Awards and highlights
- Consensus All-American (1968); Second-team All-American (1967); 2× First-team All-Big Eight (1967, 1968); Second-team All-Big Eight (1966);

Career NFL/AFL statistics
- Games played: 123
- Games started: 116
- Fumble recoveries: 3
- Stats at Pro Football Reference

= Mike Montler =

American football player (1944–2018)

Michael R. Montler (January 11, 1944 – December 13, 2018) was an American professional football guard, center and offensive tackle who played ten seasons in the American Football League (AFL) and in the National Football League (NFL) for the Boston/New England Patriots, Buffalo Bills, Denver Broncos, and the Detroit Lions.
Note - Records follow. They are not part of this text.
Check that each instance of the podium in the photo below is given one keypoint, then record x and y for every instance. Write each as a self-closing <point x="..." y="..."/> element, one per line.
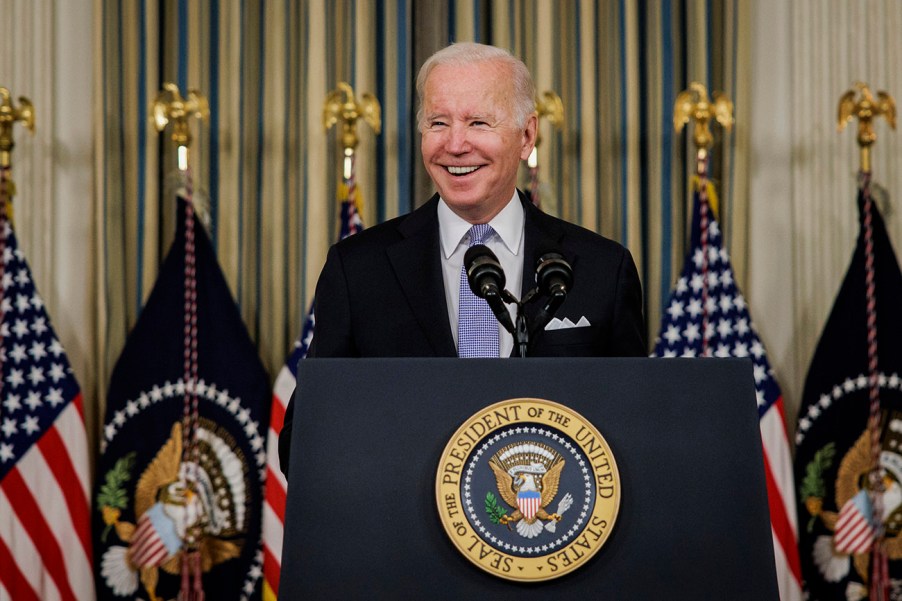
<point x="362" y="520"/>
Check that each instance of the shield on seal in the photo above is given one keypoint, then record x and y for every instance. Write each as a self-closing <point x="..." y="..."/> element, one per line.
<point x="528" y="502"/>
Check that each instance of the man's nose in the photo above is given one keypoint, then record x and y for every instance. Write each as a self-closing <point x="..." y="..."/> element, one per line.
<point x="458" y="139"/>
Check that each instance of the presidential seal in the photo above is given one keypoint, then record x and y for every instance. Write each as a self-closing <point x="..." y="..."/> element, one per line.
<point x="528" y="490"/>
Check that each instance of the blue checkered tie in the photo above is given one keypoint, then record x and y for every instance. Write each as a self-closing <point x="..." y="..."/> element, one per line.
<point x="477" y="328"/>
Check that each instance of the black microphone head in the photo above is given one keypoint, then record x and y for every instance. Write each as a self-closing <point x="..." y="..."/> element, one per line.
<point x="484" y="272"/>
<point x="554" y="276"/>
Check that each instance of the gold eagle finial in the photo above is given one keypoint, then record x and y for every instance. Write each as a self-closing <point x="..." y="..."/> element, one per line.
<point x="170" y="106"/>
<point x="866" y="108"/>
<point x="341" y="106"/>
<point x="693" y="103"/>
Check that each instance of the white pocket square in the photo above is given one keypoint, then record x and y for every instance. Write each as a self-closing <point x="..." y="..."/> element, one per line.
<point x="566" y="323"/>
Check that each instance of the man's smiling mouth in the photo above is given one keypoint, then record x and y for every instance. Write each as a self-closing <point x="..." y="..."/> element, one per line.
<point x="453" y="170"/>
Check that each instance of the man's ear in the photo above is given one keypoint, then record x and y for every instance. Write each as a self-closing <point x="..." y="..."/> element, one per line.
<point x="529" y="136"/>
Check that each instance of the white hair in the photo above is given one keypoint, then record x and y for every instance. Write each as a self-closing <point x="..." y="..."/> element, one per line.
<point x="466" y="53"/>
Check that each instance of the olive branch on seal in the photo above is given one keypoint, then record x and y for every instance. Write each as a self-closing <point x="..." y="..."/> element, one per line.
<point x="494" y="509"/>
<point x="813" y="490"/>
<point x="112" y="497"/>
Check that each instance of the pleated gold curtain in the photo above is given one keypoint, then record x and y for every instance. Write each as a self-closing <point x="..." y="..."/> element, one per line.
<point x="267" y="171"/>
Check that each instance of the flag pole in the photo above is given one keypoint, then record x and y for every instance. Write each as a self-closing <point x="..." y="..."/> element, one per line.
<point x="170" y="107"/>
<point x="693" y="103"/>
<point x="9" y="115"/>
<point x="866" y="109"/>
<point x="550" y="107"/>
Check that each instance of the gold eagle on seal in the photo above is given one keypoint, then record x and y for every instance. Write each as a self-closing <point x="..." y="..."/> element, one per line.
<point x="528" y="476"/>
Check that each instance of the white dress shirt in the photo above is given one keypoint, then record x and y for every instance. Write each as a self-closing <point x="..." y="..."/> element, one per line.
<point x="507" y="244"/>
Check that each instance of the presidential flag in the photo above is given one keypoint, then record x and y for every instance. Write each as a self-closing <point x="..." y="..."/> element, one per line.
<point x="276" y="485"/>
<point x="45" y="539"/>
<point x="179" y="485"/>
<point x="708" y="317"/>
<point x="835" y="454"/>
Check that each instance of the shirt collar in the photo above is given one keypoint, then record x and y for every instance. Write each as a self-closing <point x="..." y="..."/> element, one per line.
<point x="508" y="225"/>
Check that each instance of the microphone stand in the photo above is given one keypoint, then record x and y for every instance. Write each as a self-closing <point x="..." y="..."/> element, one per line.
<point x="521" y="329"/>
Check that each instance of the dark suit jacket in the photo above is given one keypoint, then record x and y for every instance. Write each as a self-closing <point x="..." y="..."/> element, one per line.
<point x="381" y="294"/>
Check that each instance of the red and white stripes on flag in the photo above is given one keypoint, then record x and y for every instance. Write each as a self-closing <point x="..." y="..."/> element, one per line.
<point x="707" y="316"/>
<point x="45" y="531"/>
<point x="276" y="485"/>
<point x="45" y="537"/>
<point x="854" y="532"/>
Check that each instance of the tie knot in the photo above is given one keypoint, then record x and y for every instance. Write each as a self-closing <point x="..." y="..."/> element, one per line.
<point x="479" y="233"/>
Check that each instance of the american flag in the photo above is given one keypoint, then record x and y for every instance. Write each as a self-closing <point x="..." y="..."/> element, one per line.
<point x="854" y="529"/>
<point x="708" y="316"/>
<point x="45" y="533"/>
<point x="276" y="486"/>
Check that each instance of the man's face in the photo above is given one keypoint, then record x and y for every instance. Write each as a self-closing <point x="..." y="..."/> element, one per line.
<point x="471" y="143"/>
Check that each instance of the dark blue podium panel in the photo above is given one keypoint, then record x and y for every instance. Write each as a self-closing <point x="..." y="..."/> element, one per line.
<point x="362" y="520"/>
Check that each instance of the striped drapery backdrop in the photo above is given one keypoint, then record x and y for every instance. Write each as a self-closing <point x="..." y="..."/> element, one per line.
<point x="267" y="172"/>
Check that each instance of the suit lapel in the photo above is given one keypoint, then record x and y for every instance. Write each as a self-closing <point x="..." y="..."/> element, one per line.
<point x="424" y="288"/>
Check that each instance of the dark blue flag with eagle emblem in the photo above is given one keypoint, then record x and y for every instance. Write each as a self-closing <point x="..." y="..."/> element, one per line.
<point x="179" y="484"/>
<point x="834" y="456"/>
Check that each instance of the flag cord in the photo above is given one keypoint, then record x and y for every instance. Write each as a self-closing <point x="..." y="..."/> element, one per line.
<point x="703" y="241"/>
<point x="5" y="199"/>
<point x="879" y="562"/>
<point x="534" y="185"/>
<point x="191" y="567"/>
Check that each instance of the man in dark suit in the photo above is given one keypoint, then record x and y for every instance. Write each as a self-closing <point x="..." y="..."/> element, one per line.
<point x="393" y="290"/>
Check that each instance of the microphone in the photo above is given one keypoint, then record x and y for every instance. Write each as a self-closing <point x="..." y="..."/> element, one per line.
<point x="554" y="278"/>
<point x="486" y="279"/>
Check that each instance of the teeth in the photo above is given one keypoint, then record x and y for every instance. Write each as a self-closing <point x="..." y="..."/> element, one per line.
<point x="461" y="170"/>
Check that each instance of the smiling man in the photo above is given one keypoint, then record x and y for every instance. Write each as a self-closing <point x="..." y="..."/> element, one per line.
<point x="395" y="290"/>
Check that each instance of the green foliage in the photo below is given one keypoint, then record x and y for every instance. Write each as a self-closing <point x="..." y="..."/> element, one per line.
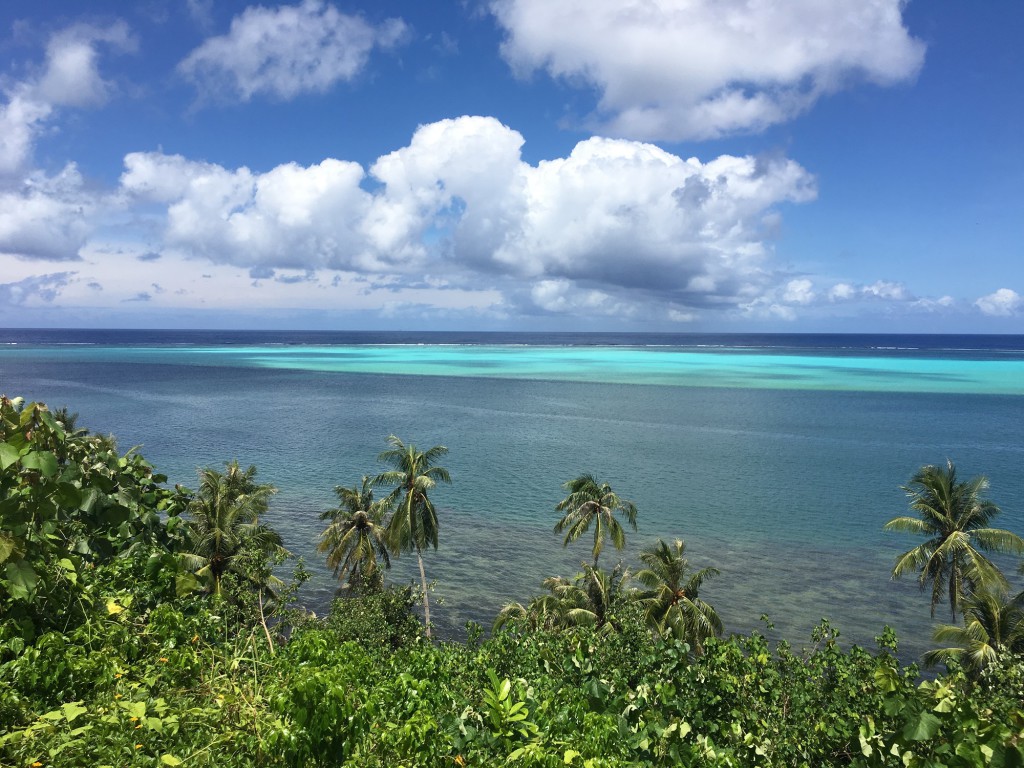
<point x="354" y="541"/>
<point x="224" y="535"/>
<point x="381" y="620"/>
<point x="69" y="502"/>
<point x="103" y="664"/>
<point x="954" y="517"/>
<point x="592" y="503"/>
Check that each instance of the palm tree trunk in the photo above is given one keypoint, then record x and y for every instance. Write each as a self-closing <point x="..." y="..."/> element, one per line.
<point x="423" y="581"/>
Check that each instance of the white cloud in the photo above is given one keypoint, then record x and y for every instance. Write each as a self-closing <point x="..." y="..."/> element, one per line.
<point x="47" y="218"/>
<point x="799" y="292"/>
<point x="34" y="291"/>
<point x="884" y="290"/>
<point x="70" y="78"/>
<point x="842" y="292"/>
<point x="288" y="217"/>
<point x="700" y="69"/>
<point x="287" y="50"/>
<point x="615" y="224"/>
<point x="1001" y="303"/>
<point x="564" y="297"/>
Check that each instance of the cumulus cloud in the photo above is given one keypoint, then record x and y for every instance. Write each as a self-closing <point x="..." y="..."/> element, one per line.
<point x="46" y="217"/>
<point x="288" y="217"/>
<point x="799" y="292"/>
<point x="884" y="290"/>
<point x="35" y="290"/>
<point x="614" y="224"/>
<point x="1001" y="303"/>
<point x="701" y="69"/>
<point x="287" y="50"/>
<point x="70" y="78"/>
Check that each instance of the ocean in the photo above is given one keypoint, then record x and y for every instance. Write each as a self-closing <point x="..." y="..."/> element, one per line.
<point x="777" y="458"/>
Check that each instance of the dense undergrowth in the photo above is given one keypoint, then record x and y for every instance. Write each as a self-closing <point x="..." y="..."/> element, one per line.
<point x="110" y="656"/>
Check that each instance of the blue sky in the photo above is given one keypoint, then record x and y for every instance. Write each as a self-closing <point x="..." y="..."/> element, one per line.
<point x="664" y="165"/>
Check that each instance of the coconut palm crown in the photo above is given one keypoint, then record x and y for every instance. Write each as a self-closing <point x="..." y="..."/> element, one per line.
<point x="993" y="624"/>
<point x="592" y="503"/>
<point x="672" y="601"/>
<point x="354" y="541"/>
<point x="414" y="523"/>
<point x="954" y="517"/>
<point x="224" y="523"/>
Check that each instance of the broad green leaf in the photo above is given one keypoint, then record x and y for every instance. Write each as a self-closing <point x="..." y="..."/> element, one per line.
<point x="6" y="547"/>
<point x="22" y="580"/>
<point x="922" y="727"/>
<point x="8" y="455"/>
<point x="43" y="461"/>
<point x="68" y="496"/>
<point x="72" y="710"/>
<point x="185" y="583"/>
<point x="134" y="709"/>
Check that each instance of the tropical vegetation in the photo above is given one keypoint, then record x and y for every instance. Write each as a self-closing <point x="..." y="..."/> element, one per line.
<point x="954" y="516"/>
<point x="592" y="503"/>
<point x="117" y="647"/>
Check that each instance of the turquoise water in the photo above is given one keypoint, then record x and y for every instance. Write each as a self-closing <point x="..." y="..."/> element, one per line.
<point x="609" y="365"/>
<point x="777" y="462"/>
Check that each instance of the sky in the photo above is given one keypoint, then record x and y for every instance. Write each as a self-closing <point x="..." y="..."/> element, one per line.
<point x="534" y="165"/>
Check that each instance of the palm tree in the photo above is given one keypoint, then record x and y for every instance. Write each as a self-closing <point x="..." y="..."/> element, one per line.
<point x="590" y="599"/>
<point x="592" y="503"/>
<point x="593" y="597"/>
<point x="354" y="540"/>
<point x="224" y="524"/>
<point x="955" y="518"/>
<point x="672" y="601"/>
<point x="992" y="624"/>
<point x="414" y="524"/>
<point x="543" y="612"/>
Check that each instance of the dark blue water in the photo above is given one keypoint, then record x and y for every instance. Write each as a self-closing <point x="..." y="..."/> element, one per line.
<point x="785" y="491"/>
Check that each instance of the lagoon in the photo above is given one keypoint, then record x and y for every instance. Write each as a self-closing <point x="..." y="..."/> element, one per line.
<point x="776" y="458"/>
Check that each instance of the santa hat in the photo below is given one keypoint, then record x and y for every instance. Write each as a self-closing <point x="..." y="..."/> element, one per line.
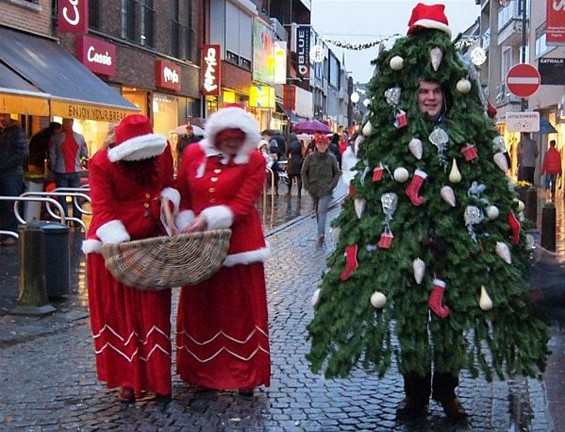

==University of Colorado==
Montler played college football at the University of Colorado where he was All-American in 1968.

==Buffalo Bills==
In 1973, his fifth year in the NFL, he became the starting center of the Bills, replacing Remi Prudhomme, splitting time with Bruce Jarvis, centering between Reggie McKenzie at left guard and Hall-of-Famer Joe DeLamielleure at right guard, for a fine 9–5 team, when O. J. Simpson became the first running back to rush for over 2,000 yards. In 1974, Montler won the job away from Jarvis, starting in all 14 games for another 9–5 season. The Bills lost ground in 1975 with a won-lost record of 8–6, despite having the best offense in the entire NFL with 420 points (30.0 points/game). For the second year in a row, Montler played all 14 games between McKenzie and DeLamielleure in the stout middle of the Bills offensive line. Although the same trio played together in all 14 games in 1976, the team sagged to 2–12, an offense worth 20th place in scoring and a defense 24th in points allowed. Montler was replaced by 5-year pro Willie Parker.

==Denver Broncos and Detroit Lions==
Montler became the starting center for the Denver Broncos in 1977 for all 14 games and the Detroit Lions in 1978, but only in 4 games.

==Death==
Montler died on December 13, 2018, aged 74 in Grand Junction, Colorado.